It’s been quite an awful week for old media. In the last few days, three once-proud and once-powerful print news organizations were sold at bargain basement prices. Newsweek was sold to a digital news company. The Boston Globe to John Henry, the owner of the Boston Red Sox. And the Washington Post went to Jeff Bezos, the founder of Amazon.
We have to wonder: Can The New York Times be far behind?
Of course, the Times is not for sale and has weathered the current journalism tsunami better than most media companies, but still we thought it would wise to plan for any eventuality. A few years ago, no one could have predicted the sale of the Globe, the Post and Newsweek.
Who would buy the Times and what would it look like with a new owner? We would, of course, want to keep it in The Tribe (it’s been owned by a Jewish family since 1896), so our list is limited. But here are some possible buyers, their motives and their makeover:
♦ Eliot Spitzer. This is certainly wishful thinkting, but perhaps Spitzer will lose the primary for New York City comptroller in September. He’ll have time on his hands, millions in the bank and considerable media experience from his time on-air on CNN and Current TV. Spitzer also has a long memory for betrayals. It was, after all, The Times that first exposed that he was Client No. 9 of a high-class prostitution ring.
First Page One Headline: “There Were Prostitutes in the Bible Too.”
♦ Mike Bloomberg. He’s out of a job come the New Year, he’s got even more in the bank than Spitzer and, with Bloomberg L.P., he’s already a media mogul. The Times would be another gem in his empire and a way for him to continue to promote issues dear to his heart, like bike lanes, a smoking ban, gun control and an end to big sugary sodas.
First Page One Headline: “Revise the City Charter for a Fourth Term”
♦ Sheldon Adelson. All those millions that he invested last year in Mitt Romney, Newt Gingrich and other Republican candidates came to naught. None of the horses he backed were elected. But unable to put his stamp on the country, Adelson has had more luck with journalism. His right-wing newspaper, Hayom, which is distributed free in Israel, has effectively ruined the journalistic competition. It’s tough to compete with free newspapers. The Times could be his next victim.
First Page One Headline: “Long Live King Bibi.”
♦ Ryan Braun. The Milwaukee Brewers slugger has some time on his hands; he was suspended last month for the remainder of the season for violating major league’s anti-doping code. He’s also got millions, having signed a contract with the Brewers through 2020 that totals $145 million. Some might note that he is only half-Jewish but then so is the current Times publisher, Arthur Ochs Sulzberger Jr.

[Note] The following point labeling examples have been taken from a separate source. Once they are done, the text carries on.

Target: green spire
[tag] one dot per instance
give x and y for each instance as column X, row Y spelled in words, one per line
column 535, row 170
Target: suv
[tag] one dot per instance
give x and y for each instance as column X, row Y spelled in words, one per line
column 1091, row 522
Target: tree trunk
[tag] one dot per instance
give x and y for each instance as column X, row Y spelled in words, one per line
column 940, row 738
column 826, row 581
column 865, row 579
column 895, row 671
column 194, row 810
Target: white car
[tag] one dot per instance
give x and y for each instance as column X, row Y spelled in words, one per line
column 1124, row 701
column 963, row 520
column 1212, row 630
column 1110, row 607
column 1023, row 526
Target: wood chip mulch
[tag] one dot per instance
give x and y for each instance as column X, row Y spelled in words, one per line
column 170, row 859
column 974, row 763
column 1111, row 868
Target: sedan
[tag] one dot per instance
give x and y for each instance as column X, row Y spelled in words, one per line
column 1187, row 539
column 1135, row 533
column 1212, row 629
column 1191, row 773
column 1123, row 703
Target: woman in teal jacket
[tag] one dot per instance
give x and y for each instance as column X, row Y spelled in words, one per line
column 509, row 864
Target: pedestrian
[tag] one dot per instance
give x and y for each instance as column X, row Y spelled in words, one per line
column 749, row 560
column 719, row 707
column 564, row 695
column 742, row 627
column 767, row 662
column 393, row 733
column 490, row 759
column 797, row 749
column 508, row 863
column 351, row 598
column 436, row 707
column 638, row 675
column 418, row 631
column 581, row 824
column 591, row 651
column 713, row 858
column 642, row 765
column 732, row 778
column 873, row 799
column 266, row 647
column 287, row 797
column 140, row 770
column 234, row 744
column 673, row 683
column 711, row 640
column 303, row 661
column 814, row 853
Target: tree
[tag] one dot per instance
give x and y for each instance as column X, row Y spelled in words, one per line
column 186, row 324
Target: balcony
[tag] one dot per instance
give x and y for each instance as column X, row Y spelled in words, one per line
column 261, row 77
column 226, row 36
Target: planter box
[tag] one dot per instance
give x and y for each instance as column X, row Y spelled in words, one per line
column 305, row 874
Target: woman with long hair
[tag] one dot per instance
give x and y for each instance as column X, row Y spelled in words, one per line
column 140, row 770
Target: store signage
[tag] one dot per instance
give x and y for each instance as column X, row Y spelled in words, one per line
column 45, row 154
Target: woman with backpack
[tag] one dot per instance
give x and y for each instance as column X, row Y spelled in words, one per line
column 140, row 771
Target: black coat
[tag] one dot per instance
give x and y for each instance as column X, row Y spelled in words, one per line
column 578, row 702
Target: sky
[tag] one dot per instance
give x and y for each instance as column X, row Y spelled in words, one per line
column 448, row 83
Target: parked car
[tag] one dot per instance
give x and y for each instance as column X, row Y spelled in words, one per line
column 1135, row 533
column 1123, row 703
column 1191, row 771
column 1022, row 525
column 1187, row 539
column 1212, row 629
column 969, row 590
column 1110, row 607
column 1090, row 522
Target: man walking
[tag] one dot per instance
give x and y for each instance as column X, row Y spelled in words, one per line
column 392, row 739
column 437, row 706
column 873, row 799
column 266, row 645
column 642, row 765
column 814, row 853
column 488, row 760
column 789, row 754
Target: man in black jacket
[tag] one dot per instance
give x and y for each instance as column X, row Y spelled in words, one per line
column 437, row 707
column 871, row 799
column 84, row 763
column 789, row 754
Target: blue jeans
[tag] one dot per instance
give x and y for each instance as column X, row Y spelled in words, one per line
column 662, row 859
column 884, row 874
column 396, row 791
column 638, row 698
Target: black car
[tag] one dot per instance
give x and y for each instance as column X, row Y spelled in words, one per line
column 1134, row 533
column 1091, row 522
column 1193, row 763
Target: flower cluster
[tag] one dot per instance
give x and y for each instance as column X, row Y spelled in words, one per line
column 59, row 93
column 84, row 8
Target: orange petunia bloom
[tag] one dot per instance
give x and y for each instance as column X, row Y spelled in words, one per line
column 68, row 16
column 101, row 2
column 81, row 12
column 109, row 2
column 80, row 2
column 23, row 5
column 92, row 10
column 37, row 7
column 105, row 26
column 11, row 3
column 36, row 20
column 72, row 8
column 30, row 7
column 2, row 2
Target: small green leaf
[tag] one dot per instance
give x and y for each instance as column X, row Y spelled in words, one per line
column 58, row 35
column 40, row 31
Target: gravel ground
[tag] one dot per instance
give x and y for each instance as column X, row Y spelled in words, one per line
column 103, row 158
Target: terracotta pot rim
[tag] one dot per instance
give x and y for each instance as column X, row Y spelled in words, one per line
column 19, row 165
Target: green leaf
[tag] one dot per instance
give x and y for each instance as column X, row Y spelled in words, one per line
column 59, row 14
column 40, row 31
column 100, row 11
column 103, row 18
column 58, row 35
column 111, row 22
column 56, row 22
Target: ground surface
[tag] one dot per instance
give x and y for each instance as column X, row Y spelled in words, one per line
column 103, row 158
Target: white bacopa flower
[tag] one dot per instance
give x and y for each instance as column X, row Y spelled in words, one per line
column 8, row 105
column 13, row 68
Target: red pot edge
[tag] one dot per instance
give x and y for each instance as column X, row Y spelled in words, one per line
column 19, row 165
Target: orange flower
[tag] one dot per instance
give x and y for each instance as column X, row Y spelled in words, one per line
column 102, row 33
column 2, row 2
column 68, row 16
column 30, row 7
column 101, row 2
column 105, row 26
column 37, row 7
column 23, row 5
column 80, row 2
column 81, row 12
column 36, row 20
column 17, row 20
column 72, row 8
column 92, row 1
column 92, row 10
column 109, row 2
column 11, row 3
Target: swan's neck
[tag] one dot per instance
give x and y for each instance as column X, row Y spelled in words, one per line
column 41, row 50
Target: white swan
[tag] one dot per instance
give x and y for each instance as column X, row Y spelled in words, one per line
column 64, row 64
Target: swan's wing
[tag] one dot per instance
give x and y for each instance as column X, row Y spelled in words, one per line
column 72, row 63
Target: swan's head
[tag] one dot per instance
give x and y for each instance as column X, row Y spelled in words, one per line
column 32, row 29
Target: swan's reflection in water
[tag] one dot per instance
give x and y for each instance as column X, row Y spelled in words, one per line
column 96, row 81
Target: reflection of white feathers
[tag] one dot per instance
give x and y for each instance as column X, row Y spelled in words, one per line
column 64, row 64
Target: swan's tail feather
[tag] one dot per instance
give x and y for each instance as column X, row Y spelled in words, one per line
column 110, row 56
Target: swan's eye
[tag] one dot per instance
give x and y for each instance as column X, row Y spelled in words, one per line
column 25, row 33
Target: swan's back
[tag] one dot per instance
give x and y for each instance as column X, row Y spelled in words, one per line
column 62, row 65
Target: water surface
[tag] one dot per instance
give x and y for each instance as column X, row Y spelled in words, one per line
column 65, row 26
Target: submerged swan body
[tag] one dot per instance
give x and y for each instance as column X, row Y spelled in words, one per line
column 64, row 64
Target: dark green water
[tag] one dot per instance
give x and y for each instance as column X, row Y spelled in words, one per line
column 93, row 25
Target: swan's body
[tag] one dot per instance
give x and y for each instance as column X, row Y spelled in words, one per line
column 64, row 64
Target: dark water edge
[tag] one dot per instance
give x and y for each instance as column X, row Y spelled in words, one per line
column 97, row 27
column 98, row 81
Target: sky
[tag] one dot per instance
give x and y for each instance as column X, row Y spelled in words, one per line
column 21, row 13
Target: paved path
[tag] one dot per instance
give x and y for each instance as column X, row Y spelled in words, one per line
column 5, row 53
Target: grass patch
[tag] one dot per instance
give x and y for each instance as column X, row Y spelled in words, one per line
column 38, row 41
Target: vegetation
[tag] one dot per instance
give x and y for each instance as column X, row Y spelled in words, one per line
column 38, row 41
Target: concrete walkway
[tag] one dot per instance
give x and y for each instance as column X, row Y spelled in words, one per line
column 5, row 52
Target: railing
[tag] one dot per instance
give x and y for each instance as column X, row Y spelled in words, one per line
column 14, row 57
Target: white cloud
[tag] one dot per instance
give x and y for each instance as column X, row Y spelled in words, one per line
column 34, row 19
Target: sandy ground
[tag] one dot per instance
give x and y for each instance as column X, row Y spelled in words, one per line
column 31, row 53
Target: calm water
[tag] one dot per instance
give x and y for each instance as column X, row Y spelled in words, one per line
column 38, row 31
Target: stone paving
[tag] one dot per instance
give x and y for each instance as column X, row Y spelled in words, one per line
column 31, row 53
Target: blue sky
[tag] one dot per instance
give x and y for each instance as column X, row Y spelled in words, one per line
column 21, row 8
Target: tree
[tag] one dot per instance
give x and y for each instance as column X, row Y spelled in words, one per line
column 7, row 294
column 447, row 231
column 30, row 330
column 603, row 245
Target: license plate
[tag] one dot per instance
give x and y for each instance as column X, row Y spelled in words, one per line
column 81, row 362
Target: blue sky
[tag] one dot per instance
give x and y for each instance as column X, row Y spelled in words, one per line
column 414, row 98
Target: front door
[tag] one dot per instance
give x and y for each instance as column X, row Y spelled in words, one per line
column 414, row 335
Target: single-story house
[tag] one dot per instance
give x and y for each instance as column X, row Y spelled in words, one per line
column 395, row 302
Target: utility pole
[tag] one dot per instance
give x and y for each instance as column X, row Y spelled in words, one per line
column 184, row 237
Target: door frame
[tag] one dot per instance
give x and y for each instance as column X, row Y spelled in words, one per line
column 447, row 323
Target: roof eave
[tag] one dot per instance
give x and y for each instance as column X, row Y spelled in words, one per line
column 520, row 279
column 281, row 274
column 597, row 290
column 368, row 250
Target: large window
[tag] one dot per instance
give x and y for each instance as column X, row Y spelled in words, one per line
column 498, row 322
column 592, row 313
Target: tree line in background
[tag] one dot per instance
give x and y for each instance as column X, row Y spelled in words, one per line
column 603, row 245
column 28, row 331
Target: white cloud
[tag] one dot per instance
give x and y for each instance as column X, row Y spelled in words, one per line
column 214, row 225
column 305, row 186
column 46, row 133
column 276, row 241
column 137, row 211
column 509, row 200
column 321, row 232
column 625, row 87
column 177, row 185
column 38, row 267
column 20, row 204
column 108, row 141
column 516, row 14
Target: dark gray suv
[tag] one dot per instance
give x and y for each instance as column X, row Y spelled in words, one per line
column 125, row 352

First Page One Headline: “There Were Drugs in the Bible Too”
♦ Abe Foxman of the ADL. He could be the Jew most quoted in the Times. His letters to the editor could be published in a separate volume. In just the past few months, he’s had things to say about Trayvon Martin, Samantha Power, Oday Aboushi, Seth MacFarlane, John Galliano, Chuck Hagel and Women of the Wall. He’s got the breadth of knowledge of popular culture that would make him a great Times publisher. And he’s not a bad fundraiser, either. He might just be able to come up with the money to buy the Times.
First Page One Headline: “We Love Everyone, Except the Ground Zero Mosque”
♦ Rabbi Avi Shafran of Agudath Israel. Yes, he’s haredi, but haredim are the future of New York Jewry. A UJA-Federation survey last year noted “explosive” growth among the Orthodox, with 40 percent of New York’s Jews now Orthodox. Some 74 percent of all Jewish children in the city are Orthodox. Rabbi Shafran speaks for many of these folks. And his number of published letters to the Times rivals Foxman’s. Here’s one that shows his grasp of history and openness to a Palestinian state. “How heartening that Mahmoud Abbas declares that the State of Palestine that he hopes for will be a ‘peace loving nation.’…. remind(s) me of another declaration of hope for ‘peace for our time’ — Neville Chamberlin in 1938.”
First Page One Headline: “Never On Shabbos”
The bottom line is that there are many Jews who would be interested — and able — to buy and run the Times if it should hang a “for sale” sign outside its Times Square headquarters. But the movement we sense building might be called ABAW: Anybody but Anthony Weiner.